20.8 µs ± 1.46 µs per loop (mean ± std. dev. of 7 runs, 10000 loops each)
590 ns ± 24.1 ns per loop (mean ± std. dev. of 7 runs, 1000000 loops each)


In [36]:
columns = list(X.columns)
obj = Log10Columns(columns=columns)
_ = obj.fit(X)

In [37]:
%timeit _ = obj.transform(x.copy())
%timeit _ = obj.transform_numpy(x_np.copy())

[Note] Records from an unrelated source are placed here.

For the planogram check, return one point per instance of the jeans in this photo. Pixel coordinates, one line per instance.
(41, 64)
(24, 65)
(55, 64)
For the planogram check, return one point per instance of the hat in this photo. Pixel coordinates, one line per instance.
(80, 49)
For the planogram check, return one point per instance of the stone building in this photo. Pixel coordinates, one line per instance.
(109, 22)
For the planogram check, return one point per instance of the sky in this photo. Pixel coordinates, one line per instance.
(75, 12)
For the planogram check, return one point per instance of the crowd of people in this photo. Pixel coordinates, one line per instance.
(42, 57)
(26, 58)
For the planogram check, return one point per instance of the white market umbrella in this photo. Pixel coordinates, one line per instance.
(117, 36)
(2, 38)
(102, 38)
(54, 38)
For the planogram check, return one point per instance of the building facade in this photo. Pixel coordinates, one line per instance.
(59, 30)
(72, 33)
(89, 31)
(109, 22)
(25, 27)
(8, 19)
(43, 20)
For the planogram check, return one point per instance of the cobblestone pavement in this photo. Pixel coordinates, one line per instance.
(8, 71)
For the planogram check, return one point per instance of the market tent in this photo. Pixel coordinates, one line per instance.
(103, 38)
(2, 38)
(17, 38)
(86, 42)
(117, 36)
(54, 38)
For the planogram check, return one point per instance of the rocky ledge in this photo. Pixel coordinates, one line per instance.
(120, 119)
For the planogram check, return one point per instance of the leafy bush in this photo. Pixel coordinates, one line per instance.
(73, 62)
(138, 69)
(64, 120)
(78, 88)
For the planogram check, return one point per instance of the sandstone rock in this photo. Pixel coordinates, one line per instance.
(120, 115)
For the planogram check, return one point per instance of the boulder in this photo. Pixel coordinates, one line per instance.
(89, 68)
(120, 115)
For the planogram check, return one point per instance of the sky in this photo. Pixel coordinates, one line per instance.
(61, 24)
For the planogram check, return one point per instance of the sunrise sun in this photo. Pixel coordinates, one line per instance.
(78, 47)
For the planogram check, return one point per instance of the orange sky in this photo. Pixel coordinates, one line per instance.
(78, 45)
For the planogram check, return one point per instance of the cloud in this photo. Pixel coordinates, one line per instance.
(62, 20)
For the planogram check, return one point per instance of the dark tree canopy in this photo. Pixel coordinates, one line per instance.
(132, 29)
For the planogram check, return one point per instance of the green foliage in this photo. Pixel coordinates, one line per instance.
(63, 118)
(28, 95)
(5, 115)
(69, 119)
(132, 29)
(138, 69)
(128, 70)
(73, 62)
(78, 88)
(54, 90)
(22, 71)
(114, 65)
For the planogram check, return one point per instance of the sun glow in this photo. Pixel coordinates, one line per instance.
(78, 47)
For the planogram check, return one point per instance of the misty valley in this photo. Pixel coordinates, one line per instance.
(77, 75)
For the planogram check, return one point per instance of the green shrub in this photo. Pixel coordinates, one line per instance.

152 ms ± 4.37 ms per loop (mean ± std. dev. of 7 runs, 10 loops each)
16.7 µs ± 673 ns per loop (mean ± std. dev. of 7 runs, 100000 loops each)


### Cython

The per-sample runtime of the `transform_numpy` is already pretty good.
But, it some cases, Cython will allow to get even faster.  

In [1]:
%load_ext Cython

In [4]:
%%cython
import cython
import numpy as np
cimport numpy as np
from libc.math cimport log10


@cython.boundscheck(False)
@cython.wraparound(False)
cpdef np.ndarray[np.float64_t, ndim=2] cython_log10(
        np.ndarray[np.float_t, ndim=2] X,
        np.ndarray[np.int64_t, ndim=1] idx_columns,
):
    cdef int i
    cdef int j
    cdef int n_rows = X.shape[0]
    cdef int n_cols = X.shape[1]
    with nogil:
        for i in range(n_rows):
            for j in range(n_cols):
                X[i, j] = log10(X[i, j])
    return X

In [40]:
class Log10ColumnsInplaceWithCython(Transformer):
    def __init__(self, columns: List[str]):
        if not isinstance(columns, list):
            raise TypeError('`columns` should be a list.')
        if not columns:
            raise ValueError('`columns` should not be empty.')
        self.columns = columns
        
    def fit(self,
            X: Union[pd.DataFrame, ks.DataFrame],
            y: Union[pd.Series, ks.Series] = None) -> 'Log10Columns':
        self.check_dataframe(X)
        self.idx_columns = util.get_idx_columns(
            columns=X.columns,
            selected_columns=self.columns
        )
        return self

    def transform(
        self, X: Union[pd.DataFrame, ks.DataFrame]
    ) -> Union[pd.DataFrame, ks.DataFrame]:
        self.check_dataframe(X)
        X[self.columns] = X[self.columns].applymap(log10)
        return X

    def transform_numpy(self, X: np.ndarray) -> np.ndarray:
        self.check_array(X)
        X[:, self.idx_columns] = cython_log10(X, self.idx_columns)
        return X

In [41]:
columns = list(X.columns)
obj = Log10ColumnsInplaceWithCython(columns=columns)
_ = obj.fit(X)

In [42]:
assert np.allclose(obj.transform_numpy(x_np.copy()), x_np_new)

In [43]:
%timeit _ = obj.transform_numpy(x_np.copy())

13.2 µs ± 720 ns per loop (mean ± std. dev. of 7 runs, 100000 loops each)


A slight runtime improvement is obtained for this transformer.

**Notes:**

In some cases, for example the Encoders, Cython leads to a significant runtime improvement.